Background: More than 50% of patients with colorectal cancer (CRC) develop metastatic disease to liver, which ultimately results in death in more than two thirds of the cases. Hence, earlier detection, together with the identification of patients at high-risk for tumor recurrence could significantly improve patient outcomes. Current paradigm asserts that metastasis must at least in part be a reflection of mutational and transcriptional landscape present in the majority of cells which constitute the primary tumor mass. Among these genomic determinants, transcription factors (TFs) are of particular interest, as they regulate the expression of both protein coding and noncoding RNAs. Keeping this in mind, we undertook an effort to develop a TF-based gene expression signature in primary CRC tissues that can help identify patients with a metastatic disease.
Method: A comprehensive list of TFs was established from key relevant databases including TFdb, FANTOM and TFCAT. An in-silico discovery for differentially expressed TFs was performed in multiple, publicly available datasets. The final TF signature was examined in two independent cohorts of CRC patients (N=104 and 151 respectively). Statistical analyses included area under the receiver operating curve (AUROC) estimates, univariate and multivariate logistic regression,
and Kaplan Meier survival outcomes. Lastly, we analyzed associations between our selected TF and their binding to various superenhancer elements by analyzing a publicly available H3K27ac dataset on 21 colorectal cell lines.

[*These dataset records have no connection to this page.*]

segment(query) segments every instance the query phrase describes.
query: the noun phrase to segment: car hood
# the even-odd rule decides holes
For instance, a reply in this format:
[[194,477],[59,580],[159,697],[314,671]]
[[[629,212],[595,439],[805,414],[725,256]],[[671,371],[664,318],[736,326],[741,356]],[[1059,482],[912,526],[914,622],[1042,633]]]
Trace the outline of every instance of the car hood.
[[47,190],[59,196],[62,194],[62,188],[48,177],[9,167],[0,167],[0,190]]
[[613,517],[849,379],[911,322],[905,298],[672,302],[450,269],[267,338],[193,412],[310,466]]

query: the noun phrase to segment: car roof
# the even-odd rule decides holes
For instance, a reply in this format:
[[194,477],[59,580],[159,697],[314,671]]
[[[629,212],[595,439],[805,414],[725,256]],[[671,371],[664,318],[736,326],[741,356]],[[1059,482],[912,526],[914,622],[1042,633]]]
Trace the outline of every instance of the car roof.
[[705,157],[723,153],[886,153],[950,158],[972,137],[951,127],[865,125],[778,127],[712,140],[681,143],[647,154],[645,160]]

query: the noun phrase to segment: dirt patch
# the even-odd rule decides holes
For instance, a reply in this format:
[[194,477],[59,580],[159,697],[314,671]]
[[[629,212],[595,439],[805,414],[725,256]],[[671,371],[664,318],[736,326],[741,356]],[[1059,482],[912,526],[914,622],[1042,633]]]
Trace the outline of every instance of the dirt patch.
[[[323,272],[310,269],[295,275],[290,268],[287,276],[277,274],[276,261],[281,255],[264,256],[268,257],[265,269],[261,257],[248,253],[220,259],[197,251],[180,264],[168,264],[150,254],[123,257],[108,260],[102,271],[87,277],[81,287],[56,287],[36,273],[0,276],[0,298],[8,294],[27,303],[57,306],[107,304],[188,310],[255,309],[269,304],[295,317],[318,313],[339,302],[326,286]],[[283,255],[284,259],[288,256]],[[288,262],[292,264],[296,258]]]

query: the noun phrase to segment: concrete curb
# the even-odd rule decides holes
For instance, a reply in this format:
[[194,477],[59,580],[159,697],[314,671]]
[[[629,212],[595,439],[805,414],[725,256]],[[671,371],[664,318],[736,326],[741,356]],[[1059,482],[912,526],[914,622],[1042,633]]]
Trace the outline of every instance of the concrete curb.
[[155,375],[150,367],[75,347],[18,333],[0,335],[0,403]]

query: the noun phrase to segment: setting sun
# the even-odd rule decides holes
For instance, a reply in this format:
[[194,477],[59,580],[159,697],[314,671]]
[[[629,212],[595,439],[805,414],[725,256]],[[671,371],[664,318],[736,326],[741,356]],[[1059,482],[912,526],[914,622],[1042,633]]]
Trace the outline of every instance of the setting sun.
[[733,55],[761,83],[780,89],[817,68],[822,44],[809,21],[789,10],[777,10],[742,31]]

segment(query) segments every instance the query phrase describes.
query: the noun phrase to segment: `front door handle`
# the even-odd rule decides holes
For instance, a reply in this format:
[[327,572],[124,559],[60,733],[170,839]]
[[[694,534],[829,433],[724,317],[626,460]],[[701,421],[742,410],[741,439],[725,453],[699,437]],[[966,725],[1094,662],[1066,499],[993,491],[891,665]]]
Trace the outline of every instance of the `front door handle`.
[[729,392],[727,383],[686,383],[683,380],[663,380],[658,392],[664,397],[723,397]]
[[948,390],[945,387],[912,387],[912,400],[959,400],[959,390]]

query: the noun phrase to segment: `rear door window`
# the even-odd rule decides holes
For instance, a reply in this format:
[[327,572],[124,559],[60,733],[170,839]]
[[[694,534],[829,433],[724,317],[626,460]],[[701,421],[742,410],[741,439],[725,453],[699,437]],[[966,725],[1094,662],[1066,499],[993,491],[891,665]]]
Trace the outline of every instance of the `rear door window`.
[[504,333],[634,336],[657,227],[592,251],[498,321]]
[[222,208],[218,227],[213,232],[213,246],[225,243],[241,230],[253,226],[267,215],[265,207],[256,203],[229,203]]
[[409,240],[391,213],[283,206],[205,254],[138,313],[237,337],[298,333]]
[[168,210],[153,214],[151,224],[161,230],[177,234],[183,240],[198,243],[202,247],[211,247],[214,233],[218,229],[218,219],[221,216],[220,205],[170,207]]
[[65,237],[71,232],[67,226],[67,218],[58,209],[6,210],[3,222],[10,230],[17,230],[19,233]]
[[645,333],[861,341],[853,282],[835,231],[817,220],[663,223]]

Result: We developed a panel of 14 differentially expressed TFs by analyzing primary CRCs with and without liver metastasis. The AUROC values for liver metastasis-positive cases were 0.79 and 0.86 in the training and validation cohorts, respectively. The AUROC values improved to 0.93 in both cohorts on combining the signature with lymph node metastasis (LNM) status and the CEA levels. This signature was also associated with worse overall survival in the training (H.R (95%C.I) = 4.8(2.1-11.2), p<0.001) and validation cohorts (H.R (95%C.I) 8.9(3.1-25.6), p<0.001). In-silico analyses for superenhancer binding motifs for these TFs indicated that there exists a co-occurrence between many of the motif pairs, and 7 motifs (EHF, KLF7, MECP2, PURA, RARB, TCF4 and ZNF354C) were significantly more enriched within the superenhancers.
Conclusions: We present a TF gene expression signature that can identify liver metastasis and can predict poor survival by analyzing primary tumor tissues from CRC patients. Transcriptional cooperativity between 7 of these 14 TFs along with their enriched binding to key superenhancer elements underscores their functional role in metastasis.
Citation Format: Roshni Roy, Jesper Grud Madsen, Yasuhide Yamada, Yoshinaga Okugawa, Yuji Toiyama, Susanne Mandrup, Ajay Goel. Development of a superenhancer element-associated transcription factor signature in primary tumors for the identification of liver metastasis in colorectal cancer patients [abstract]. In: Proceedings of the American Association for Cancer Research Annual Meeting 2018; 2018 Apr 14-18; Chicago, IL. Philadelphia (PA): AACR; Cancer Res 2018;78(13 Suppl):Abstract nr 2958.